3. Ketergantungan pada Pangan Impor
  Seiring dengan meningkatnya permintaan pangan di daerah perkotaan, Indonesia semakin mengandalkan pangan impor untuk memenuhi kebutuhan konsumsi. Data BPS 2023 menunjukkan bahwa pada tahun 2022, Indonesia menghabiskan lebih dari USD 18,6 miliar untuk impor pangan, dengan komoditas terbesar yang diimpor adalah gandum, daging sapi, dan produk berbasis kedelai. Ketergantungan ini menciptakan kerentanannya terhadap fluktuasi harga pangan global dan gangguan pasokan internasional.
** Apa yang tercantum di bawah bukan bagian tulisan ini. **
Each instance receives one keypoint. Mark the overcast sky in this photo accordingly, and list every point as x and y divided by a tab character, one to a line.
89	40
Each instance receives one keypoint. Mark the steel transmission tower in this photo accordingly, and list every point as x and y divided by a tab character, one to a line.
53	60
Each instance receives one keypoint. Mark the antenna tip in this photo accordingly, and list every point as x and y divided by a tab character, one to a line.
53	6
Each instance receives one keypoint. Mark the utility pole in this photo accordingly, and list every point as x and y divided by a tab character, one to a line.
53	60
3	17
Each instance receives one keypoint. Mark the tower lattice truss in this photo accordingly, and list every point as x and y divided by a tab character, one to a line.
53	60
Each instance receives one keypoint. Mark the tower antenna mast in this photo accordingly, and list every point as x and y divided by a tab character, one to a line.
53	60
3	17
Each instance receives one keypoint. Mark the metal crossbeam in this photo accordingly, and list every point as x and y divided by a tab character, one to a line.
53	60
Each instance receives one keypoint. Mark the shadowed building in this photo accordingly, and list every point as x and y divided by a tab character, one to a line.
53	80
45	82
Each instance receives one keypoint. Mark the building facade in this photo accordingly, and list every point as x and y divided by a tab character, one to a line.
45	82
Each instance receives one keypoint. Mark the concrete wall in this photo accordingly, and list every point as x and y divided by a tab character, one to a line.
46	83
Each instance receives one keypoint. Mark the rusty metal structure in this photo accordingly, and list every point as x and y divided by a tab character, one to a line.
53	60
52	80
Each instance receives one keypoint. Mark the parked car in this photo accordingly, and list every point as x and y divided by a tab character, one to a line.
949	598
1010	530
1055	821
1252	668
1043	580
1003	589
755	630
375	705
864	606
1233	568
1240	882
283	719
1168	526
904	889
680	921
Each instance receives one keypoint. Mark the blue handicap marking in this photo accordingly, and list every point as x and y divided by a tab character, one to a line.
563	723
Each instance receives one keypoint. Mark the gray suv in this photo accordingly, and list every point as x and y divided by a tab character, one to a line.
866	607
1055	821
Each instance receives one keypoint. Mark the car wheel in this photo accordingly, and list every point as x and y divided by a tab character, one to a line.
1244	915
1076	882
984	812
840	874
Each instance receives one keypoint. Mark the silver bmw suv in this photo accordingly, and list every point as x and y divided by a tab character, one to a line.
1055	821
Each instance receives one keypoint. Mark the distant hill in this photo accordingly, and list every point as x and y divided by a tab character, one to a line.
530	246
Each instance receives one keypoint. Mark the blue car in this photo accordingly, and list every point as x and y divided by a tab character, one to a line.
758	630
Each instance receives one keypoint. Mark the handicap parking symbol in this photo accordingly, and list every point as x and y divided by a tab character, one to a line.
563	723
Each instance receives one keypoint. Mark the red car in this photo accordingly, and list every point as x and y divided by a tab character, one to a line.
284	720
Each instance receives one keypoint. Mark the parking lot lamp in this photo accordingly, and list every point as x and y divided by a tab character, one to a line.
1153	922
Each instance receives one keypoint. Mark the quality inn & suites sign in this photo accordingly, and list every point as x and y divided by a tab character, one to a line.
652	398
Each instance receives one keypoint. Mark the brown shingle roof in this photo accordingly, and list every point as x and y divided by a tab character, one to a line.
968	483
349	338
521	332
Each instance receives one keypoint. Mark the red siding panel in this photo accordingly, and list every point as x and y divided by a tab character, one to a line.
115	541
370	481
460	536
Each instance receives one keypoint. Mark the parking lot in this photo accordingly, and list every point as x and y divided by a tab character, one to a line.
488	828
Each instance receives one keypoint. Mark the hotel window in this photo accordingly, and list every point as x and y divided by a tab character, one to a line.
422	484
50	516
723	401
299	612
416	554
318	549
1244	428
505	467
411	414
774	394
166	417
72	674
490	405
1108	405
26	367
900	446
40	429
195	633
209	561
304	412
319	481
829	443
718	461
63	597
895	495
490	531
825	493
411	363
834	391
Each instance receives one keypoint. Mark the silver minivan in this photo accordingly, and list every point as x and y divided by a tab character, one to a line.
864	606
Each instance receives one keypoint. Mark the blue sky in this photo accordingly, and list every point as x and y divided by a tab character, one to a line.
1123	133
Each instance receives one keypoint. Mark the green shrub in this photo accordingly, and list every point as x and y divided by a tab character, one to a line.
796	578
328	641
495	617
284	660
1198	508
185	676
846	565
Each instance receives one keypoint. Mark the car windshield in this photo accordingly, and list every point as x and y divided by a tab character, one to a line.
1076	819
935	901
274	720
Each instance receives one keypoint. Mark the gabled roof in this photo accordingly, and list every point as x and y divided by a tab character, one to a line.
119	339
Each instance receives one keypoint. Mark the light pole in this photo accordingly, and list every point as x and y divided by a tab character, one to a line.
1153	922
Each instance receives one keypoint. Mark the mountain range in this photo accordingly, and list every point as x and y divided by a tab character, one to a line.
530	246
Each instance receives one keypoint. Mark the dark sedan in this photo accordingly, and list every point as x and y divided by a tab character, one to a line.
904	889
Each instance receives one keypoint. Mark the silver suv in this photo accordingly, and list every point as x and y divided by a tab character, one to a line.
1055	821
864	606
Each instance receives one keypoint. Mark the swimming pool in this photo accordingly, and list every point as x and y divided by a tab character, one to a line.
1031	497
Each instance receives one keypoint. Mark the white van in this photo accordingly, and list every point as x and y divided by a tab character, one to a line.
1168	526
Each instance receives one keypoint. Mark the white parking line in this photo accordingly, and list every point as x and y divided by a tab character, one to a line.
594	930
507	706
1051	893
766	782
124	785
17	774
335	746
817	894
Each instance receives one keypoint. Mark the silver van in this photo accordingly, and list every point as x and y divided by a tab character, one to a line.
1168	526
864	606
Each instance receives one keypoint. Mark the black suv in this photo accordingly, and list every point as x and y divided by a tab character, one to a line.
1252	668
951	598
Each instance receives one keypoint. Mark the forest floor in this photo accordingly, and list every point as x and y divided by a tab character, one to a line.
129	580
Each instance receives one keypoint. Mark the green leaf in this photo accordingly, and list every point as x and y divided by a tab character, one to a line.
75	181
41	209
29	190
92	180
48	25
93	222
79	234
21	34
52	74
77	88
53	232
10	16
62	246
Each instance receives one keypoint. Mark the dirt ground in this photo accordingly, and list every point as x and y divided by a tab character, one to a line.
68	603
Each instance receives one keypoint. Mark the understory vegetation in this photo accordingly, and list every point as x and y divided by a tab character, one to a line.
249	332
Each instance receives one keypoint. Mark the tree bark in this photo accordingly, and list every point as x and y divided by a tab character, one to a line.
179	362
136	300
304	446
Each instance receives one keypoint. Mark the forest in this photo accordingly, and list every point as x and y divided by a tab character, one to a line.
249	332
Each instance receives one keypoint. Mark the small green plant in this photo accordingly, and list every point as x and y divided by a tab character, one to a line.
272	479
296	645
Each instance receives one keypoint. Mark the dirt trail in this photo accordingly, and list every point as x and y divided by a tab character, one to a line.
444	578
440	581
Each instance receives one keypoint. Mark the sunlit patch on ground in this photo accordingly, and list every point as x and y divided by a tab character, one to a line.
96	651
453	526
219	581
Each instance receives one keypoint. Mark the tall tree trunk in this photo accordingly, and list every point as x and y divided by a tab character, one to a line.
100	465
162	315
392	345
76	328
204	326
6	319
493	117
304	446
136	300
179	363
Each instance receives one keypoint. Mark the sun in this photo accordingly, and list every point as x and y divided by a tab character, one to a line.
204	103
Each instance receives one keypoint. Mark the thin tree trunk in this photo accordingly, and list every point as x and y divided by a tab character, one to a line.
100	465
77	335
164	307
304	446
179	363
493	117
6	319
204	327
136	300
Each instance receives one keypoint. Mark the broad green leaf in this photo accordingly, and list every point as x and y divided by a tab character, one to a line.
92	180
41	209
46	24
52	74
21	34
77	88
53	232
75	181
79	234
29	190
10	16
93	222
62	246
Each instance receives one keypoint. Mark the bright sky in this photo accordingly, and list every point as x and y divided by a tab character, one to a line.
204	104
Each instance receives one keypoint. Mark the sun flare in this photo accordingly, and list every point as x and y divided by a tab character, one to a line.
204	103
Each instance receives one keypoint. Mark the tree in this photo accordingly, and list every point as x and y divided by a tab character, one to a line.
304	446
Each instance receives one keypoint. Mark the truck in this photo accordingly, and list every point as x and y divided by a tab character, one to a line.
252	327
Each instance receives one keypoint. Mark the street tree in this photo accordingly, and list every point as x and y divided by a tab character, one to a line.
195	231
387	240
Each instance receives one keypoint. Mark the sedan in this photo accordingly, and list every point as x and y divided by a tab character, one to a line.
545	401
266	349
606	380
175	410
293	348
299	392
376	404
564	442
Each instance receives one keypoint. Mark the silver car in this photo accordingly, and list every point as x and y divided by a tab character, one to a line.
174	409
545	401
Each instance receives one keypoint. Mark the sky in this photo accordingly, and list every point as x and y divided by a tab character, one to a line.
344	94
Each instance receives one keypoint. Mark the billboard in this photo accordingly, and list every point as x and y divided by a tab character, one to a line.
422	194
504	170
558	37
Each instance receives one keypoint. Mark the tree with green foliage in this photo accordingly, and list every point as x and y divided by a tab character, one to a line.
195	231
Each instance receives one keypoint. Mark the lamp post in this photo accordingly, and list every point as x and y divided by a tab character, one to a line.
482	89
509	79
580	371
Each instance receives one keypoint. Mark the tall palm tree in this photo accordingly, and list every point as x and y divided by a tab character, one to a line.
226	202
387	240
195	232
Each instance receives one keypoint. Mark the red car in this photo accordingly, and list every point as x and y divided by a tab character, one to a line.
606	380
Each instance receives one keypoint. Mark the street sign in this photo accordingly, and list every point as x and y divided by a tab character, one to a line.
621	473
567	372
  Ketergantungan yang tinggi pada pangan impor berpotensi membahayakan ketahanan pangan Indonesia, terutama jika terjadi gangguan distribusi atau lonjakan harga pangan di pasar global.
4. Keterbatasan Infrastruktur Pangan
  Meskipun jumlah penduduk di perkotaan semakin besar, infrastruktur pangan dan distribusinya belum sepenuhnya memadai. FAO (2023) mencatat bahwa Indonesia menghadapi masalah dalam rantai pasokan pangan, dengan distribusi yang tidak efisien dan mahal. Salah satu contoh masalah distribusi pangan adalah tingginya biaya transportasi yang membuat harga pangan di kota-kota besar menjadi lebih mahal.
  Ketidakmampuan untuk mendistribusikan pangan secara efisien antara daerah penghasil dan konsumen menyebabkan harga pangan di kota-kota besar, seperti Jakarta dan Surabaya, terus naik. Hal ini dapat memperburuk aksesibilitas pangan bagi penduduk perkotaan, terutama bagi kelompok berpendapatan rendah.
Strategi Menghadapi Dampak Urbanisasi terhadap Ketahanan Pangan
1. Peningkatan Produksi Pangan Berkelanjutan di Perkotaan
  Salah satu cara untuk mengurangi ketergantungan pada pangan impor adalah dengan meningkatkan produksi pangan lokal melalui pertanian perkotaan. Program pertanian vertikal, hidroponik, dan pemanfaatan pekarangan rumah untuk kebun pangan dapat memperkuat ketahanan pangan di perkotaan. Di Jakarta, misalnya, beberapa komunitas telah memanfaatkan lahan terbatas untuk menanam sayuran dan tanaman pangan lainnya dengan teknologi pertanian urban.
2. Diversifikasi Sumber Pangan Lokal
  Diversifikasi konsumsi pangan sangat penting untuk mengurangi ketergantungan pada komoditas impor. Pemerintah dapat mendorong konsumsi pangan lokal yang lebih beragam dan bergizi, seperti ubi, jagung, dan kelapa, serta memperkenalkan produk pangan lokal yang memiliki nilai gizi tinggi dan mudah diproduksi di dalam negeri.
3. Peningkatan Infrastruktur Distribusi Pangan
  Untuk memastikan pangan dapat tersebar secara merata dan terjangkau di seluruh perkotaan, perlu ada investasi besar dalam infrastruktur distribusi pangan. Pembangunan pasar modern, penguatan jaringan distribusi, dan peningkatan teknologi informasi dalam sektor pangan dapat meningkatkan efisiensi rantai pasok pangan, menurunkan biaya distribusi, dan memastikan harga pangan yang lebih terjangkau.
4. Kebijakan Pemerintah yang Mendukung Ketahanan Pangan
  Pemerintah perlu merumuskan kebijakan yang mendukung ketahanan pangan, seperti subsidi pangan untuk masyarakat berpendapatan rendah, pengembangan pertanian berkelanjutan, dan pengurangan konversi lahan pertanian. Kebijakan yang berpihak pada sektor pertanian akan membantu menjaga produksi pangan domestik dan memperkuat ketahanan pangan Indonesia.
Jadi, Urbanisasi di Indonesia membawa tantangan besar terhadap ketahanan pangan. Proses urbanisasi yang cepat memperburuk ketergantungan pada pangan impor, mengurangi lahan pertanian, dan mengubah pola konsumsi pangan masyarakat. Oleh karena itu, dibutuhkan kebijakan yang tepat dan langkah-langkah strategis untuk meningkatkan produksi pangan lokal, memperbaiki infrastruktur distribusi pangan, dan mengurangi ketergantungan pada pangan impor. Dengan tindakan yang tepat, Indonesia dapat menghadapi tantangan urbanisasi dan memastikan ketahanan pangan yang berkelanjutan untuk masa depan.